Allégeance
Dans les rues de la ville il y a mon amour. Peu importe où il va dans le temps divisé. Il n’est plus mon amour, chacun peut lui parler. Il ne se souvient plus; qui au juste l’aima?
Il cherche son pareil dans le vœu des regards. L’espace qu’il parcourt est ma fidélité. Il dessine l’espoir et léger l’éconduit. Il est prépondérant sans qu’il y prenne part.
Je vis au fond de lui comme une épave heureuse. A son insu, ma solitude est son trésor. Dans le grand méridien où s’inscrit son essor, ma liberté le creuse.

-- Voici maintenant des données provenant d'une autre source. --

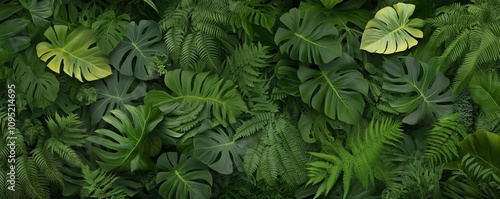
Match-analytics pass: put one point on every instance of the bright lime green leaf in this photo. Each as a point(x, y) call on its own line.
point(308, 38)
point(109, 30)
point(75, 52)
point(336, 89)
point(485, 91)
point(330, 3)
point(425, 94)
point(391, 30)
point(183, 177)
point(132, 56)
point(126, 148)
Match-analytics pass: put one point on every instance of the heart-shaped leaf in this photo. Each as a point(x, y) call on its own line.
point(134, 53)
point(114, 92)
point(127, 148)
point(183, 177)
point(391, 30)
point(219, 150)
point(421, 92)
point(75, 52)
point(109, 30)
point(336, 89)
point(308, 37)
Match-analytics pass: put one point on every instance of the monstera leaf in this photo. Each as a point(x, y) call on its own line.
point(308, 38)
point(336, 89)
point(190, 89)
point(219, 150)
point(484, 147)
point(134, 53)
point(127, 149)
point(39, 11)
point(425, 93)
point(109, 30)
point(114, 92)
point(485, 91)
point(75, 52)
point(183, 177)
point(391, 30)
point(40, 87)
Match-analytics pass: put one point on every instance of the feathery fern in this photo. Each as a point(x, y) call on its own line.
point(196, 30)
point(444, 138)
point(357, 159)
point(279, 151)
point(471, 34)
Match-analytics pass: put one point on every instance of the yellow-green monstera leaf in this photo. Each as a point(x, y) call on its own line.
point(76, 52)
point(391, 30)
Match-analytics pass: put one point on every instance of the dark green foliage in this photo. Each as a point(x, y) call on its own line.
point(363, 149)
point(278, 152)
point(444, 139)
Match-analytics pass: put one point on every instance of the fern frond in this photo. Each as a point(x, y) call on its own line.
point(365, 150)
point(443, 140)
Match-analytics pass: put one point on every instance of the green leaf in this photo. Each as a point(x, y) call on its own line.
point(183, 177)
point(485, 91)
point(39, 11)
point(39, 86)
point(76, 53)
point(391, 30)
point(336, 89)
point(11, 27)
point(425, 94)
point(330, 3)
point(114, 92)
point(190, 89)
point(219, 150)
point(134, 53)
point(308, 38)
point(109, 30)
point(126, 149)
point(484, 146)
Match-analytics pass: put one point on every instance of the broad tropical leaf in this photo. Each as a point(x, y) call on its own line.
point(128, 148)
point(190, 89)
point(392, 30)
point(425, 93)
point(308, 37)
point(75, 52)
point(134, 53)
point(219, 149)
point(109, 30)
point(114, 92)
point(39, 86)
point(336, 89)
point(183, 177)
point(485, 91)
point(484, 146)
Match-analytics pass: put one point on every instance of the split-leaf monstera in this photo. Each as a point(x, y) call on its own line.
point(336, 89)
point(134, 53)
point(425, 93)
point(309, 37)
point(183, 177)
point(391, 30)
point(75, 51)
point(130, 146)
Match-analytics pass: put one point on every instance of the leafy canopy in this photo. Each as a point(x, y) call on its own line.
point(75, 52)
point(391, 30)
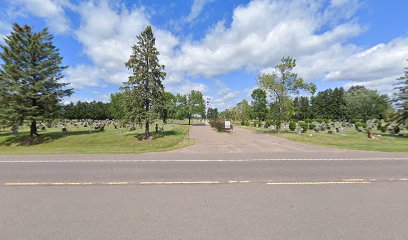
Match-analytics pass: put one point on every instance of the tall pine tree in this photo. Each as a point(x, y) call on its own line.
point(30, 78)
point(401, 98)
point(144, 88)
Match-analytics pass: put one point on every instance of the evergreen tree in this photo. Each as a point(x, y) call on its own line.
point(401, 98)
point(194, 105)
point(212, 113)
point(30, 78)
point(144, 88)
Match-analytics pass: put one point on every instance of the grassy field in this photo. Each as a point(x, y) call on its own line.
point(86, 140)
point(347, 139)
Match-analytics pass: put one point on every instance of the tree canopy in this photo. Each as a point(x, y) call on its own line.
point(30, 78)
point(144, 89)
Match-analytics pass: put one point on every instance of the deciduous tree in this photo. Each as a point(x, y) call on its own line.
point(282, 83)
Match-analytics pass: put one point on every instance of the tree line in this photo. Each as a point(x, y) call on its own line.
point(32, 89)
point(277, 101)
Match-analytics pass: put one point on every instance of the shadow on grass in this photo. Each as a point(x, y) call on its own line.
point(24, 139)
point(154, 135)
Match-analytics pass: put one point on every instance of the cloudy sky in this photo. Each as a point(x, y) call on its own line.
point(220, 46)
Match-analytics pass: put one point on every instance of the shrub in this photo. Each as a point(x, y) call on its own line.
point(360, 124)
point(292, 126)
point(312, 126)
point(304, 126)
point(218, 125)
point(396, 129)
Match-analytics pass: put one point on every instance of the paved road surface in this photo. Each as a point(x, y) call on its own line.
point(263, 190)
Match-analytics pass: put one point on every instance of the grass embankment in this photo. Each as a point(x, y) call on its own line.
point(347, 139)
point(88, 140)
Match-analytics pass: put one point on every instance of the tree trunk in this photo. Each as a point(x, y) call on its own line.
point(147, 130)
point(147, 133)
point(33, 128)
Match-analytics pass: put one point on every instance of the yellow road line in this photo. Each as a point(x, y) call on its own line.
point(316, 183)
point(61, 183)
point(169, 183)
point(355, 180)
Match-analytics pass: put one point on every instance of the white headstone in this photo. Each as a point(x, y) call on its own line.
point(227, 124)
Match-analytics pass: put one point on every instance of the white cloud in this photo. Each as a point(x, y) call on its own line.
point(196, 10)
point(51, 10)
point(260, 34)
point(108, 32)
point(374, 64)
point(82, 76)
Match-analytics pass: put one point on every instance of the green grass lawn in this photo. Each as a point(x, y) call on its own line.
point(351, 140)
point(82, 140)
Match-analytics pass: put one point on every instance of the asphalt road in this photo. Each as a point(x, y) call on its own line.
point(207, 191)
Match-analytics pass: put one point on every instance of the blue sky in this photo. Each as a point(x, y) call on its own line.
point(220, 46)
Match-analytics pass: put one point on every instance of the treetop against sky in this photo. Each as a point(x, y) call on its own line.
point(219, 47)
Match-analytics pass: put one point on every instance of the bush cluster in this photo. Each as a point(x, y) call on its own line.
point(360, 124)
point(396, 129)
point(245, 123)
point(304, 126)
point(292, 126)
point(312, 126)
point(219, 125)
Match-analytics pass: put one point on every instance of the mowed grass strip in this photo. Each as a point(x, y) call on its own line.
point(347, 139)
point(88, 140)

Dans les rues de la ville il y a mon amour. Peu importe où il va dans le temps divisé. Il n’est plus mon amour, chacun peut lui parler. Il ne se souvient plus; qui au juste l’aima et l’éclaire de loin pour qu’il ne tombe pas?
« Allégeance » est un poème de René Char, présent notamment dans son recueil Fureur et mystère publié en 1948. Il s’agit d’un des poèmes les plus connus de l’auteur.
Dans ce poème, René Char nous parle avec lucidité et douceur du sentiment amoureux en reprenant un thème classique : l’amoureux délaissé. Le narrateur évoque à l’« amour » perdu, éloigné et parti, désignant par-là à la fois la personne aimée et la plénitude passée. L’« amour » n’est plus là, il marche dans la ville, pourtant il habite encore chaque courbe du vers. C’est cette présence-absence, l’amour que la solitude n’efface pas, que René Char évoque ici. Se dégage ainsi une pure impression d’amour, une douceur infinie mêlée pourtant à l’impression d’une solitude immense.
René Char utilise des structures classiques, l’alexandrin, qui rythme le poème de sa cadence régulière. Il les inclut toutefois dans des strophes à structure libre qui rappellent le paragraphe du poème en prose. Par ailleurs, on retrouve le goût de René Char pour les formules paradoxales, imagées, idéalisées. Si ce poème réussit à exprimer des sentiments différents voire paradoxaux, dans toutes leurs nuances, c’est notamment grâce à l’usage de ces formules magnifiques, qui en appelle à l’imagination du lecteur : « Dans le grand méridien où s’inscrit son essor, ma liberté le creuse ».